According to a report by the National Bureau of Statistics, there were 263 million migrant workers in China by the end of 2012. If they were to receive an equal share of the US$860 billion, each worker would get US$3,269. This is not far from the US$4,000 that the average migrant worker actually earns every year.
And let’s not forget that in order to earn this US$4,000, workers are doing more than 100 hours of overtime per month. The vast majority are only earning the minimum wage, so in order to maintain a basic standard of living and send some money to their family back in their villages, they have no choice but to work long hours.
Some observers point out that migrants workers’ average wages in 2011 rose 21 per cent from the previous year, but this is in the context of China’s rapidly rising gross domestic product. While the GDP has climbed continuously upwards, workers’ share of it has fallen. In 1983, they owned 56.5 per cent of the wealth, but in 2005, this figure was only 36.7 per cent. In contrast, the return on capital investment as a share of GDP grew by 20 percentage points from 1978 to 2005.
These massive changes are due, in part, to industrial restructuring. But at an even deeper level, these changes mirror an unfair distribution of income. Even among all working people in China, migrants are earning a much smaller share. In 2005, the average annual income of these workers was US$1,073, about a third of the average income of the urban workforce.
As the wealth gap widens, there will be both more millionaires and more migrants. The result is that workers are not enjoying a fair share of the fruits of economic development.
Research by Accenture Consulting in 2011 showed that labour costs occupy only a fraction of all costs associated with the products of multinational corporations. If labour costs increase by 30 per cent, the effect on company profit will only be 1 to 5 per cent, according to the report. Such low labour costs will absolutely not affect multinationals’ decisions to keep manufacturing in China.
Companies are facing comprehensive increases in the cost of manufacturing in China, including the cost of land, materials, energy, taxes, trade, capital and administration. The prices of residential and industrial property have risen substantially in the past few years.
At the same time, as domestic manufacturing has become more dependent on imports for materials and energy, the rising cost of these international commodities has also increased production costs in China.
The primary beneficiaries have been state-owned enterprises and the government. In 2011, around 120 state-owned enterprises had combined revenues topping US$3.3 trillion, nearly half of China’s GDP that year, and profits of US$150 billion, about a sixth of the combined income of all 263 million migrant workers.

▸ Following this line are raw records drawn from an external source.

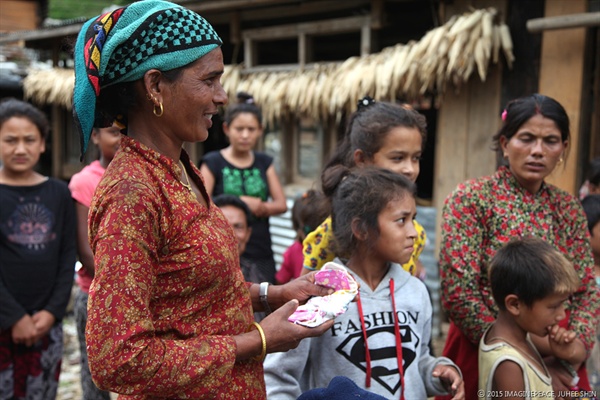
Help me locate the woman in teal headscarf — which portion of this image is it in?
[74,0,332,399]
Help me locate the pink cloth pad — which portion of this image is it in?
[288,262,358,327]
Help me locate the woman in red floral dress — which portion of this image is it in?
[73,0,333,400]
[440,94,600,399]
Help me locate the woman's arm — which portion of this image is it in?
[75,201,94,278]
[492,360,525,400]
[439,186,495,345]
[44,185,77,324]
[200,163,215,196]
[557,203,600,354]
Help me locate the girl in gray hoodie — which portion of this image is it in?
[265,167,464,400]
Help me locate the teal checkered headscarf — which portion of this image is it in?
[73,0,223,157]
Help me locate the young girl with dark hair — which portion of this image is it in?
[302,97,427,278]
[265,167,464,400]
[0,99,76,400]
[200,92,287,283]
[439,94,600,399]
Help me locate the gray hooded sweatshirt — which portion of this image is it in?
[264,259,460,400]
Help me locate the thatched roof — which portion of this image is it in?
[23,8,514,126]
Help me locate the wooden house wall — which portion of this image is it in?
[0,0,42,32]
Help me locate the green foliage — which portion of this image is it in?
[48,0,130,19]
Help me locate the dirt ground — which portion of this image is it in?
[56,315,448,400]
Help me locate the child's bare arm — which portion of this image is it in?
[548,325,586,366]
[432,364,465,400]
[492,360,525,400]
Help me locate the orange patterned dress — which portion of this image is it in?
[86,137,265,400]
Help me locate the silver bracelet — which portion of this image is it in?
[258,282,271,315]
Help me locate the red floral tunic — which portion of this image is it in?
[440,167,600,398]
[86,137,265,400]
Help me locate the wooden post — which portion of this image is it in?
[432,0,507,256]
[539,0,587,194]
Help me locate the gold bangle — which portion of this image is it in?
[250,321,267,362]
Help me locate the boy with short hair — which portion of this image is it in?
[581,195,600,392]
[479,237,586,400]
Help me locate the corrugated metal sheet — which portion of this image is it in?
[270,199,443,338]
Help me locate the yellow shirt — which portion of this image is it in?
[302,216,427,276]
[479,328,554,400]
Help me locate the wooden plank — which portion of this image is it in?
[527,12,600,33]
[539,0,587,194]
[242,16,371,40]
[0,0,40,32]
[432,0,507,257]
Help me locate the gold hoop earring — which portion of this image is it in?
[152,102,165,117]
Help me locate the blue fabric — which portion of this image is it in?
[73,0,222,157]
[297,376,386,400]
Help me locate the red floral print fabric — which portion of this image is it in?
[86,137,265,400]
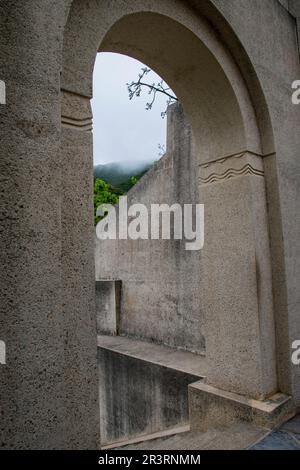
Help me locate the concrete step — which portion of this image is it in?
[115,423,269,451]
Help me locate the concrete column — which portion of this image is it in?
[0,0,68,449]
[61,92,100,449]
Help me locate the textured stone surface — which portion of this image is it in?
[189,382,292,431]
[98,343,203,445]
[0,0,300,448]
[96,280,122,335]
[95,105,205,352]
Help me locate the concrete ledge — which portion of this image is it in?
[98,336,204,447]
[189,382,292,431]
[97,335,207,381]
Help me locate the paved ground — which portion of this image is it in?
[115,415,300,450]
[251,415,300,450]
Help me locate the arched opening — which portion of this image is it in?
[62,2,288,448]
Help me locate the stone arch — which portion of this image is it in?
[62,0,288,430]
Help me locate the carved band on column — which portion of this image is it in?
[199,151,264,185]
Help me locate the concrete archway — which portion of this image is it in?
[62,0,289,448]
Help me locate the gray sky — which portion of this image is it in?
[92,52,170,165]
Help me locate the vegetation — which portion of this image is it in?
[126,67,178,118]
[94,169,147,225]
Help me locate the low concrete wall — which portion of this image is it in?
[98,347,199,446]
[96,280,122,335]
[95,106,205,353]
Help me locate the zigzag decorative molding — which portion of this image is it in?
[61,116,93,132]
[199,152,264,185]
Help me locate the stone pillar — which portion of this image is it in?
[61,91,100,449]
[0,0,68,449]
[199,152,277,398]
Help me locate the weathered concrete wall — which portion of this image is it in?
[0,0,300,448]
[0,0,99,449]
[98,337,200,446]
[96,281,122,335]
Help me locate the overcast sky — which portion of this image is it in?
[92,52,170,165]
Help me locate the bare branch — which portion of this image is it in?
[127,67,178,118]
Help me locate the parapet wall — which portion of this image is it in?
[95,105,205,353]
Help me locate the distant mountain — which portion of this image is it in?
[94,162,153,187]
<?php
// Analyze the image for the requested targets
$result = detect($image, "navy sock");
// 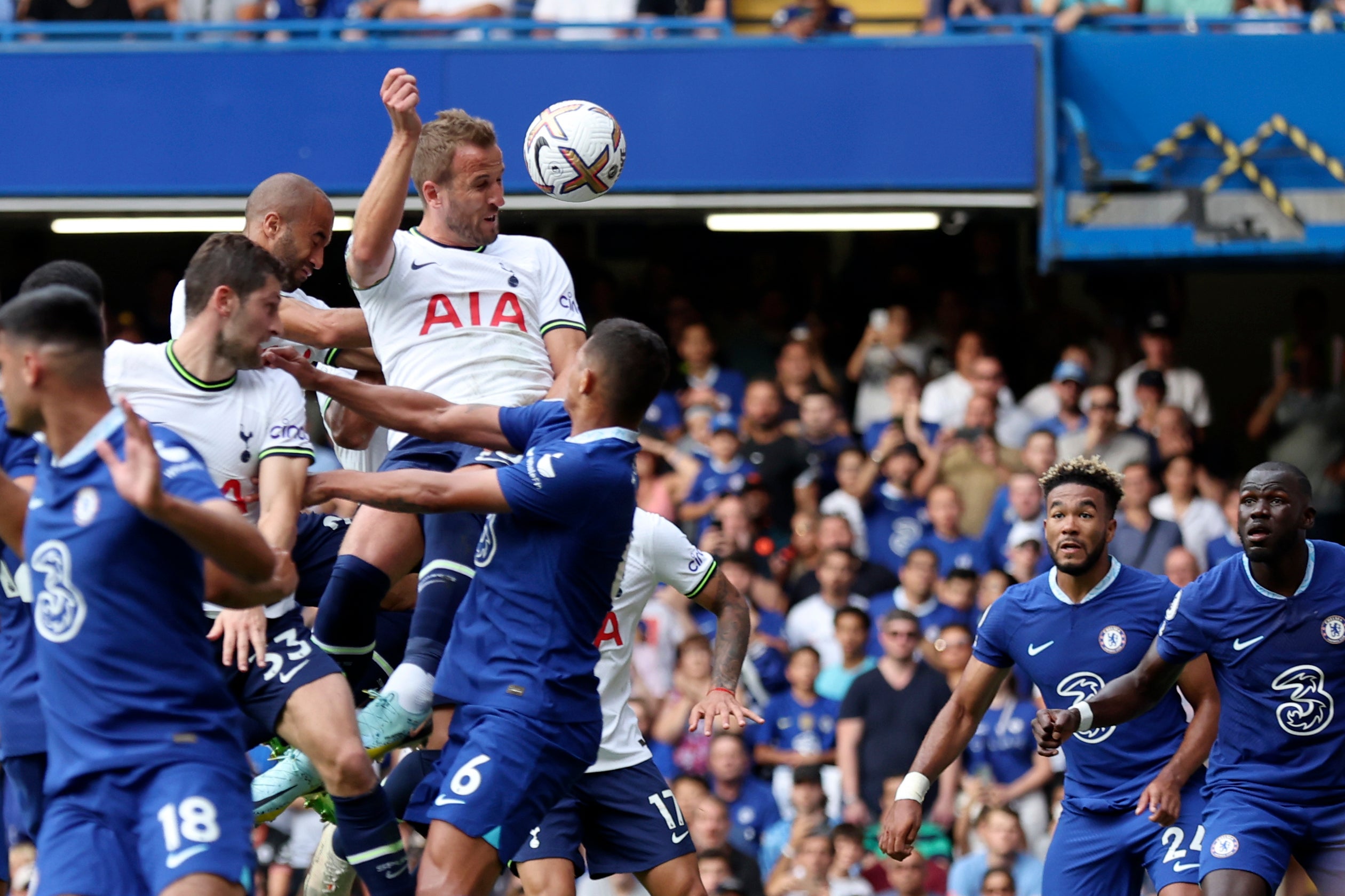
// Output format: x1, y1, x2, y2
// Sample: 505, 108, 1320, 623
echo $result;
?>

Manufacturers now face a wave of cost increases, and labour costs are but a small proportion of these. Indeed, the recent rise in workers’ wages is a factor of their wages having been so low in the first place, both absolutely and by proportion of total production costs. These increases cannot be compared to increases in capital gains or other costs.
The rise in wages is also minuscule when compared with the current rate of inflation. It is a mistake to believe that an increase in labour costs is going to cancel out China’s competitive advantage.
The fact is that multinationals are facing comprehensive increases in all their expenditure, not just labour costs. These increases only benefit vested interests; they have not been good for the workers who have “made China”.
They are actually victims of the rising wealth of monopolies and the rich. Workers’ wages can barely keep up with rises in the cost of goods. The loss of China’s competitive advantage is a factor of wealth being concentrated in the hands of state-owned enterprises and wealthy people. As Deng Xiaoping said, let the few get rich first. Now the rich are getting richer, and workers’ portion of the wealth is shrinking.
Many cities across China are raising their minimum wages, but in order to improve the lot of workers, the unequal system of income distribution must be reformed. Additionally, state-owned enterprises and companies making windfall profits must either be more forcefully regulated or disbanded.
The costs of economic growth must not be transferred to workers, just as the blame for multinationals leaving China must not be put on workers who are just demanding enough money to survive.